From the 13th - 19th June 2022, Museum Week is celebrated globally. As part of these celebrations, we thought that we would take this opportunity to share our own Museum’s history with you, as we have been part of the Nelson Tasman community for quite sometime! Starting from an idea in the Bay of Biscay, to where we are now - situated on the same town acre block that we occupied in 1842 - we are proud to be New Zealand’s oldest Museum.
The Literary and Scientific Institution of Nelson was founded in May 1841 in the Bay of Biscay by the officers of the Preliminary Expedition of the Second Colony, on board the New Zealand Company’s ships Whitby and Will-Watch.
Before the expedition reached Tenerife, a sum of money was subscribed amongst the officers. It was transmitted back to England with directions for the selection of a number of books “of a useful character”, which would form the bases of the library of the Institution.
While a large number of books were collected by friends and associates of the Colony and the Colonists, the Committee noted that “they would be glad to receive maps, charts, manuscripts, drawings, paintings, engravings, sculptures, casts, models of inventions and objects of natural history generally. These will be placed in the Museum of the Institution, and a record will be kept of the names of the donors.”
In late 1842, The Literary and Scientific Institution of Nelson (the Institute) opened on part of Town Acre 445 on Trafalgar Street, firstly as a Library (with attached Museum storehouse) and subsequently incorporating the Museum, with a public membership of sixty by 1844.
In 1861 the Institute, which had outgrown its Trafalgar Street premises, relocated to a purpose-built wooden building in Hardy Street.
For the next forty-five years, until a fire in 1906, the building served as the repository for many of the region’s treasures. The Museum’s collection was rescued from the fire that destroyed the library and in 1912 the Hon. Francis Dillon Bell opened the third home of the Nelson Institute.
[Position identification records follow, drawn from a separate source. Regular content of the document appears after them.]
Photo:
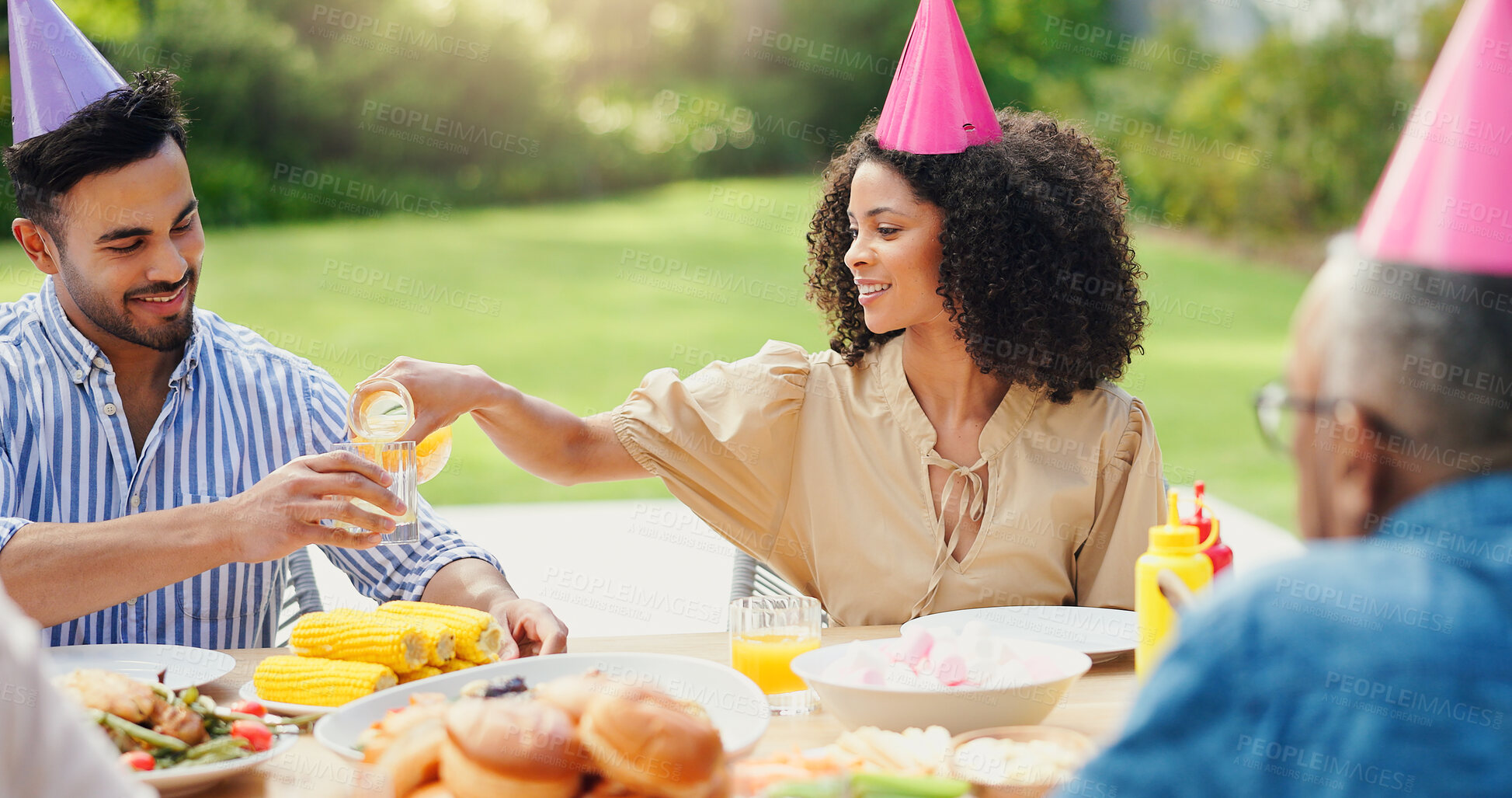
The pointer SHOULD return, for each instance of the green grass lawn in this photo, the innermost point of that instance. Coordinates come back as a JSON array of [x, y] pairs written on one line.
[[578, 301]]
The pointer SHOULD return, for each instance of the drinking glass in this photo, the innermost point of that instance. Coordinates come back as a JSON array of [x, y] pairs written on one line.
[[381, 409], [766, 633], [398, 459]]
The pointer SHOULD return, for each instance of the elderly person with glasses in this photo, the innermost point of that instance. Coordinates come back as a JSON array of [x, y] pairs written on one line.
[[1381, 662]]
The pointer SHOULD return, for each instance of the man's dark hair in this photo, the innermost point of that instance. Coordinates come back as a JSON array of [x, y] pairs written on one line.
[[124, 126]]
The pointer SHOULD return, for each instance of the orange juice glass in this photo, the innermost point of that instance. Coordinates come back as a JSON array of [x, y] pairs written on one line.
[[381, 411], [766, 633]]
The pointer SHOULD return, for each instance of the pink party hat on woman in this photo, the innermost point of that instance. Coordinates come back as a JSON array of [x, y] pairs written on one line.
[[938, 102], [1446, 197], [54, 68]]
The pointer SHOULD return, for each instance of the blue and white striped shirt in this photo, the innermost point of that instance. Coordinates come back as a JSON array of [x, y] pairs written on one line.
[[238, 408]]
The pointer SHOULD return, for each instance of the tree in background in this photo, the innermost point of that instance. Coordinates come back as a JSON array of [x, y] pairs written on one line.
[[363, 106]]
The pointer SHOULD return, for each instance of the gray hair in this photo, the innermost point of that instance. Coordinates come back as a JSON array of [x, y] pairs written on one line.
[[1426, 350]]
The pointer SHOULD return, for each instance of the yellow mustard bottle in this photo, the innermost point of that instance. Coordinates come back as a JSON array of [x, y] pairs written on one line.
[[1177, 549]]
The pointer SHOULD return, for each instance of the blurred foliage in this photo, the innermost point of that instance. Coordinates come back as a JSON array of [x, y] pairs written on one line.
[[365, 106]]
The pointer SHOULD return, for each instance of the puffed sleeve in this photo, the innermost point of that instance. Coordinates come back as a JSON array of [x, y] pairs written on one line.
[[1131, 497], [723, 440]]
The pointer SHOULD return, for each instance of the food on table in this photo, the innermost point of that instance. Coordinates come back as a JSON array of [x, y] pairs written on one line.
[[426, 671], [913, 751], [573, 737], [111, 692], [1013, 764], [873, 786], [478, 635], [319, 681], [360, 636], [510, 745], [767, 659], [424, 706], [345, 654], [155, 727], [138, 761], [941, 659], [652, 742]]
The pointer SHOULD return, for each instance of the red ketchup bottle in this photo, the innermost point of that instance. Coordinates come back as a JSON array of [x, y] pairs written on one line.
[[1210, 544]]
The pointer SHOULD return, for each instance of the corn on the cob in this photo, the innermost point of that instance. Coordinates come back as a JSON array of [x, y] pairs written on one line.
[[360, 636], [426, 671], [478, 635], [440, 643], [319, 681]]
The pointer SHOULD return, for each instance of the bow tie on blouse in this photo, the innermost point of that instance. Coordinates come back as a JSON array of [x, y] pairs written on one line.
[[974, 504]]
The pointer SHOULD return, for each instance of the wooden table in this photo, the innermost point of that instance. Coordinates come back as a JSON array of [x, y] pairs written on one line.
[[1095, 706]]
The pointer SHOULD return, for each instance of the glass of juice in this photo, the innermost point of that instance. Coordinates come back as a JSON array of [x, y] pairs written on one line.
[[766, 633], [381, 409], [398, 459]]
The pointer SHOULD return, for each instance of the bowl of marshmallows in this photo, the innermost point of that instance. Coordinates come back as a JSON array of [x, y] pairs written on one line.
[[968, 680]]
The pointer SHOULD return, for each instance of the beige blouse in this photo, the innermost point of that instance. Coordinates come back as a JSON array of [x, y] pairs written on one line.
[[822, 472]]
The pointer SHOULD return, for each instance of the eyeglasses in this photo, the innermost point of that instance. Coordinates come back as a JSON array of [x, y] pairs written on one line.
[[1277, 413]]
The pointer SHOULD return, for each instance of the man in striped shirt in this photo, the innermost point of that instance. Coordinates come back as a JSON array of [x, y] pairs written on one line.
[[158, 462]]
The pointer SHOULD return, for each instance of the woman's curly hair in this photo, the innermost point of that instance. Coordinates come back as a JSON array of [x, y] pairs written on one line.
[[1038, 273]]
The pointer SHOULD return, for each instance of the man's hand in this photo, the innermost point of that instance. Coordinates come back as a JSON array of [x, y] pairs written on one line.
[[283, 512], [533, 629]]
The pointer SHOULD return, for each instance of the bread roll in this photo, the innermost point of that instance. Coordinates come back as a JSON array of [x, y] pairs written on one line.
[[513, 747], [652, 744], [572, 692]]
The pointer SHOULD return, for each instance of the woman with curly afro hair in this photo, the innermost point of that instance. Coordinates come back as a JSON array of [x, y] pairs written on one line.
[[959, 445]]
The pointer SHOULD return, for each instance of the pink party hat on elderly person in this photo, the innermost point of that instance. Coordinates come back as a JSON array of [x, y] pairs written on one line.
[[1446, 197], [54, 68], [938, 102]]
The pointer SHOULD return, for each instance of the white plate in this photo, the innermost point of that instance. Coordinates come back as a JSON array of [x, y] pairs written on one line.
[[188, 780], [185, 667], [735, 705], [1100, 633], [282, 708]]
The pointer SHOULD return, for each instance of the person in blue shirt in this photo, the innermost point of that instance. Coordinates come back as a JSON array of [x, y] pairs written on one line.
[[1381, 662], [158, 462]]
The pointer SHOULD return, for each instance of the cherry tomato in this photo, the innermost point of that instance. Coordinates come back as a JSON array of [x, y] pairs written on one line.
[[255, 734], [250, 708], [138, 761]]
By the mid-1960’s the two facilities of the Institute were separated – the library coming under direct control of the Nelson City Council and the Museum under the administrative control of the newly formed Nelson Provincial Museum Trust Board. The Museum relocated from Hardy Street to the relative isolation of Isel Park, Stoke, a site that our current Research Facility now occupies.
During 2001 Tasman Bays Heritage Trust, through the support and commitment of the Nelson City Council and Tasman District Council, purchased the former Hotel Nelson site on the corner of Hardy and Trafalgar Street, Nelson. This historic site was part of the original Town Acre 445. And in 2005, after significant local and national support, the redeveloped Museum was opened on the 200th anniversary of the Battle of Trafalgar and is where we proudly stand today.